You can monitor the status of jobs using:
```
JOBID PARTITION NAME USER ST TIME NODES NODELIST(REASON)
19782601 any myJob abenson R 2-00:00:11 1 hpc-80-33
```
This shows your job number and name, the time it has been running for, and its state (the `ST` column). States are:
* `COMPLETED` - `CD`: The job has completed successfully.
* `COMPLETING` - `CG`: The job is finishing but some processes are still active.
* `FAILED` - `F`: The job terminated with a non-zero exit code and failed to execute.
* `PENDING` - `PD`: The job is waiting for resource allocation. It will eventually run.
* `PREEMPTED` - `PR`: The job was terminated because of preemption by another job.
* `RUNNING` - `R`: The job currently is allocated to a node and is running.
* `SUSPENDED` - `S`: A running job has been stopped with its cores released to other jobs.
* `STOPPED` - `ST`: A running job has been stopped with its cores retained.
### Interactive Sessions
You can request an interactive session on a compute node (i.e. pull up a command line interface on a compute node so that you can work on there directly) using:
```
srun --pty -n 1 --wait=0 --time=1:00:00 /bin/bash
```
This requests a single task (core), will log you in to a node and move to the same directory as you were in on the login node.
When you're finished, just `exit` and you'll be back on the login node (and your interactive session job will terminate).
### Tasks, Nodes, CPUs
In the above, we have the following `SBATCH` commands which control how resources are allocated to your job:
* `--nodes`
* `--ntasks`
* `--cpus-per-task`
How you use these will depend on whether you're running Galacticus using OpenMP parallelism (the default), MPI parallelism (which you activate by compiling with the `GALACTICUS_BUILD_OPTION=MPI` option), or a hybrid of both.
### OpenMP parallelism
OpenMP parallelism doesn't allow you run run over multiple nodes, so we will always set `--nodes=1` in this case.
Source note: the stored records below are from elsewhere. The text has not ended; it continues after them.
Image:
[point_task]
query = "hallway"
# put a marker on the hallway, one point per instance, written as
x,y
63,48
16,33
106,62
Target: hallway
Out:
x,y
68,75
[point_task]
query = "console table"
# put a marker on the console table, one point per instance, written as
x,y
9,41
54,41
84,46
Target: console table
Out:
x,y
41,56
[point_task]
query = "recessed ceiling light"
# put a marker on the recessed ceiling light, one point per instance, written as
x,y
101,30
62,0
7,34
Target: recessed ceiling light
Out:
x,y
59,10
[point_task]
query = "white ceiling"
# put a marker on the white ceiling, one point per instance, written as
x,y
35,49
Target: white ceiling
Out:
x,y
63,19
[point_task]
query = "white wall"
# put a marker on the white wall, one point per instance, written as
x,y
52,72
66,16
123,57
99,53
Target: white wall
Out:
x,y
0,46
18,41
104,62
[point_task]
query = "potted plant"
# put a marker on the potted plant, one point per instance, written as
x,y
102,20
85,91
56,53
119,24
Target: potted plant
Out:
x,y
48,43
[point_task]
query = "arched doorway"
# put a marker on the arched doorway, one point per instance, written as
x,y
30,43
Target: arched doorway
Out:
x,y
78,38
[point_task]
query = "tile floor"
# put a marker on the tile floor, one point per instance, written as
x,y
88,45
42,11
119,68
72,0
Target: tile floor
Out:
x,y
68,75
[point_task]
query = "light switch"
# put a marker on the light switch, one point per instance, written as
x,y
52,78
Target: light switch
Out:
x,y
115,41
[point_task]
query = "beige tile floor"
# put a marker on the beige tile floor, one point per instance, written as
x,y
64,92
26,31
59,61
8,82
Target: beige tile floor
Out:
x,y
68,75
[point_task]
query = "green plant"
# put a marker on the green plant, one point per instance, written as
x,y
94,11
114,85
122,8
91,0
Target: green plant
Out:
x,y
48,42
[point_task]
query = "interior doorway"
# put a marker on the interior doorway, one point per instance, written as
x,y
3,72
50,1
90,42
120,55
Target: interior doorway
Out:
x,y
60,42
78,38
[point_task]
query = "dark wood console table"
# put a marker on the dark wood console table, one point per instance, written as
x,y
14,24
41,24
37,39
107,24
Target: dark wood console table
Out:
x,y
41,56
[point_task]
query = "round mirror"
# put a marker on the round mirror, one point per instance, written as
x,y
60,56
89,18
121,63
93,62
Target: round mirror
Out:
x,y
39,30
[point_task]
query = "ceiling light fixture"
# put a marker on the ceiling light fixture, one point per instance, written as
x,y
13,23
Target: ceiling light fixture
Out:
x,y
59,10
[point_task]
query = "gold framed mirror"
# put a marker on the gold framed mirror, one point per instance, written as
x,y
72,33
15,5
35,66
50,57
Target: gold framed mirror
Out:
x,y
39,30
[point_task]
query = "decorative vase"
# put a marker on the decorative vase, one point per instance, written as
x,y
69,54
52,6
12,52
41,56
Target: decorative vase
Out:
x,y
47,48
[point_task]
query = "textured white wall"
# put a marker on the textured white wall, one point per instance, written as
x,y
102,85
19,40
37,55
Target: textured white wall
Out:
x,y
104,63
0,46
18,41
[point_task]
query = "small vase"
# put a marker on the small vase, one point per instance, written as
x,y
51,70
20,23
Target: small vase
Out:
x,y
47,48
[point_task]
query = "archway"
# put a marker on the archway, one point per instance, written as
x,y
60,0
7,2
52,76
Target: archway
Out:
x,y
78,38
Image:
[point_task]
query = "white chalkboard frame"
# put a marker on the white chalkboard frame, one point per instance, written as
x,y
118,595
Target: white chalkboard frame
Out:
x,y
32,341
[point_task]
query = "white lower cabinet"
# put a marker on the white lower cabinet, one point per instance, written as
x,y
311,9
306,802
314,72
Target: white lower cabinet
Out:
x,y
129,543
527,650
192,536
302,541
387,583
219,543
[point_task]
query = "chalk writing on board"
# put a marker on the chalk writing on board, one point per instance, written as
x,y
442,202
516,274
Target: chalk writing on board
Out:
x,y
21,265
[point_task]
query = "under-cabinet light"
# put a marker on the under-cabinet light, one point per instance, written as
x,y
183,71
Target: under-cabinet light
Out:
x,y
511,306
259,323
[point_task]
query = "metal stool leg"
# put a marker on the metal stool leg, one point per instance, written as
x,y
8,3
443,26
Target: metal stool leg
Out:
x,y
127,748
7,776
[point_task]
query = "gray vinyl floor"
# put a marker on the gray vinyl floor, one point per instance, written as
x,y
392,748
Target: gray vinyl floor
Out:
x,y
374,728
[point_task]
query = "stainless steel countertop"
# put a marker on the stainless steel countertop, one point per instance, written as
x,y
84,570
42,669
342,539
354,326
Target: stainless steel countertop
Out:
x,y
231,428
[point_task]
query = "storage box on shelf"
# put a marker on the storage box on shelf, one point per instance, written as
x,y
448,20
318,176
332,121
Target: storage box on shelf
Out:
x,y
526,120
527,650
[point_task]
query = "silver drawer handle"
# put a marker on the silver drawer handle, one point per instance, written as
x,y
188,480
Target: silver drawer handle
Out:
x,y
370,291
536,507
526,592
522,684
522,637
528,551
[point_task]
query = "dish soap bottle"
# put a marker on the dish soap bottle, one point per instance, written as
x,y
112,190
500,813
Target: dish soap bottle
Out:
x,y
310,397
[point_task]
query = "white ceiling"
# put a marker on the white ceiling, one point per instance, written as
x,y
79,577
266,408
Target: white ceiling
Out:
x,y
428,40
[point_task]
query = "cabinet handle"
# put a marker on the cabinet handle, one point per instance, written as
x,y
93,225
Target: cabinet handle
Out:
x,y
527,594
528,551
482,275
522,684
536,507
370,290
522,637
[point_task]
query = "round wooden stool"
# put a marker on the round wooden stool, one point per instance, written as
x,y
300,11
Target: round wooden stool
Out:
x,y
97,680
Furthermore, OpenMP paralleism only ever runs a single copy of `Galacticus.exe`, so we always set `--ntasks=1`.
OpenMP parallelism _does_ allow that single `Galacticus.exe` to use multiple CPUs. So, set `--cpus-per-task=N` where `N` is whatever number of CPUs you want Galacticus to use - and include a corresponding:
```
export OMP_NUM_THREADS=N
```
in your submit script so that Galacticus knows how many CPUs it has available to it.
### MPI parallelism
MPI parallelism allows Galacticus to run across multiple nodes. There will be multiple `Galacticus.exe` processes running in this case. Suppose we want to run Galacticus using 4 nodes, and to make use of 16 CPUs on each node (for a total of 64 CPUs). We would set the options:
```
--nodes=4
--ntasks=64
--cpus-per-task=1
```
where we've selected 4 nodes, 64 tasks (i.e. 64 copies of `Galacticus.exe` running in total - these will be distributed over the 4 nodes), and assigned a single CPU to each `Galacticus.exe`. Then also include:
```
export OMP_NUM_THREADS=1
```
in your submit script (this limits OpenMP parallelism to a single thread - i.e. no parallelism), and launch Galacticus using:
```
mpirun --n 64 --bind-to none --map-by node ./Galacticus.exe myJobParameters.xml
```
The `--map-by node` ensures that the 64 `Galacticus.exe` processes get distributed across our 4 nodes.
### Hybrid OpenMP/MPI parallelism
You can use MPI and OpenMP parallelism simultaneously. To do this, first decide how many nodes you want to use, call this `Nnode`. Then decide how many CPUs you want to use on each node, call this `Ncpu`. Next decide how many MPI processes you want to run _on each node_ - this must be an integer factor of `Ncpu` - call this `Nmpi`. Then, to use all available CPUs we need each `Galacticus.exe` to use `Nopenmp=Ncpu/Nmpi` CPUs.
Having determined all of these, use the `SBATCH` options:
```
--nodes=Nnode
--ntasks=Nnode*Nmpi
--cpus-per-task=Nopenmp
```
and launch Galacticus using:
```
export OMP_NUM_THREADS=Nopenmp
mpirun --n Nnode*Nmpi --bind-to none --map-by node ./Galacticus.exe myJobParameters.xml
```
This is where the `--bind-to none` is important. Without it, MPI restricts all OpenMP parallel threads to run on the same CPU - which defeats the purpose of using OpenMP. With this option, OpenMP threads have access to all avalable CPUs.